You can now create and wield the container R uses for almost everything:

  • Create vectors with c(), the colon operator :, and seq() — and recall that even a single value is a length-1 vector, all of one type.
  • Operate on whole vectors at once; arithmetic is element-by-element, and the recycling rule stretches a shorter vector to match a longer one (with a warning when the lengths don’t divide evenly).

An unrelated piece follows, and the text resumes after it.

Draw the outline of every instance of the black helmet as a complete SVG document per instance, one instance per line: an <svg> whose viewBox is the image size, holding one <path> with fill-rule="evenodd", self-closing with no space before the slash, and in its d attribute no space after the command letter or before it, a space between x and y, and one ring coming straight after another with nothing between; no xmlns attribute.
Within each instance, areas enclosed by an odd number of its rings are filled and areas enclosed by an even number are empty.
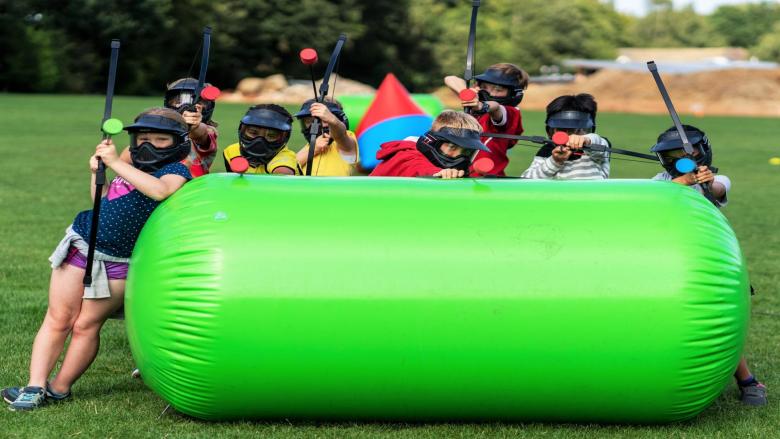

  • Compare with >, ==, !=, and friends to produce logical vectors.
  • Index with positions, with names, or with a logical test — and remember R counts from 1.
  • Manipulate strings with paste(), nchar(), substr(), sub(), and grep()/grepl().
  • Handle gaps with NA and is.na(), dropping them via x[!is.na(x)].

The logical-indexing pattern — ask a yes/no question of a vector, then use the answer to subset it — is the single most useful idea here. It reappears every time you filter data, so the practice you put in now pays off in every chapter to come.